It just won’t happen ever gain, at least not like that. You’re so far removed from the time and place that even trying to conjure up the images and feelings takes some effort. It takes a dream that plunges its hand deep into your subconscious to remind you.
We won’t slide open that glass door again, to have that massive night sky hang heavy over our heads as our feet stepped out onto the back patio. The house inside was so dirty, but it didn’t bug us in the way that it would now, we were aware of it but it was so much easier to navigate through trash and laundry piles and crumbs back then. There were few houses and no towns for miles and miles, so the sky lay brilliant over the landscape, a million lights puncturing through the oppressive darkness and sprawling like a painting far over our heads. There was something about being so small and naive and stepping out underneath that in the dead of night, something mystical would take up residence in the chest, something long ago extinguished. The patio was cool and the backyard opened up to woods, and fields, and other dark, dangerous things that welcomed us like exciting locales from an adventure story. Nothing about any of that land made us wary, and we would run out into it with bare feet, our toes slipping through dew. Everyone would be sleeping, would’ve been long gone, and it was so easy to pretend to be wild then.

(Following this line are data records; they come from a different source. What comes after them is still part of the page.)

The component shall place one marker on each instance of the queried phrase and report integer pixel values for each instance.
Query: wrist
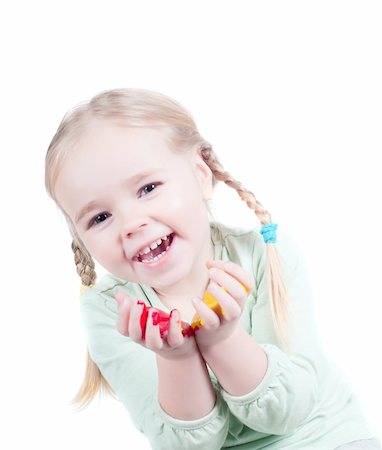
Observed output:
(211, 345)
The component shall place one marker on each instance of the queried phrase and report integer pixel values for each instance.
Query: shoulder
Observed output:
(246, 244)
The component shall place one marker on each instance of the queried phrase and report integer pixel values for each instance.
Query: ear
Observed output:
(203, 174)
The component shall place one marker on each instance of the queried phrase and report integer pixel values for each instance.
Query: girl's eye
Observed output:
(99, 218)
(150, 187)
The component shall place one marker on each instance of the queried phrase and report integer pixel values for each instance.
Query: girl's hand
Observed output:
(173, 345)
(227, 287)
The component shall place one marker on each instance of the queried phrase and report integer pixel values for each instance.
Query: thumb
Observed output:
(121, 296)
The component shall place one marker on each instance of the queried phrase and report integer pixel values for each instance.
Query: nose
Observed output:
(132, 225)
(131, 230)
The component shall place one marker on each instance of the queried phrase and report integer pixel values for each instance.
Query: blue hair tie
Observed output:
(269, 232)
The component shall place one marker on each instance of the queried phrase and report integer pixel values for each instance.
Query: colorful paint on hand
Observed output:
(162, 319)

And right after being wild, getting ourselves muddy and covered in pond scum, we would slink back into one of those tiny rooms wedged in between the others so awkwardly in that one-level ranch home, a hallway but also a bedroom somehow, and we could cram ourselves in between so many pillows and blankets, with the window wide open letting in that mysticism. The television we tuned was at the foot of the bed, small and old and dirty; we could put on anything and our tabula rasa souls would accept it, have no standards to define it by. We collected faulty and fractured narratives to build our Frankensteined concepts of the world, plucked from the trees and the sky outside, from the VHS tapes, from our own imaginations, slapped together with childish glee like it was a game. There was no such thing as ten years from now. Everything was magic.
I feel as if I can almost pinpoint the exact time that the magic drained from our veins and we woke up to some disgusting, coarse adult world that drove us to make the most banal decisions and to drift far apart onto our own islands. The beginning to our current state, lost at sea forever. We didn’t even wake up to it. We approached this moment as innocently as we approached everything else, we stepped out onto the cool back patio, we laid down on the lounge chairs with our feet pointing up to the moon and stars. We talked, and we talked, and we hobbled together ideas about adulthood and life and growing older, on the cusp of some new segment of our lives, some school year thick with responsibilities. We spoke of all this, sheer speculation, if we had recorded it I’m sure we had been wrong about absolutely every detail, until the sun began to rise over the field of tall grass to the east of us. By the time the sun was up, our sleepless dreams had been cauterized and the magic in circulation was thoroughly exhaled.
When we stood up, the current began to shift.
Navigation is difficult; you can’t find your way back there. Even the subconscious slips over the details. A full on excavation of the self reveals some important details, scenes that can never be reached again, atmospheres completely dissolved into the remote corners of the human spirit. The bonds aren’t broken, but they’re stretched thin. You reach out and take handfuls, hoping to catch something revitalizing, romantic, beautiful.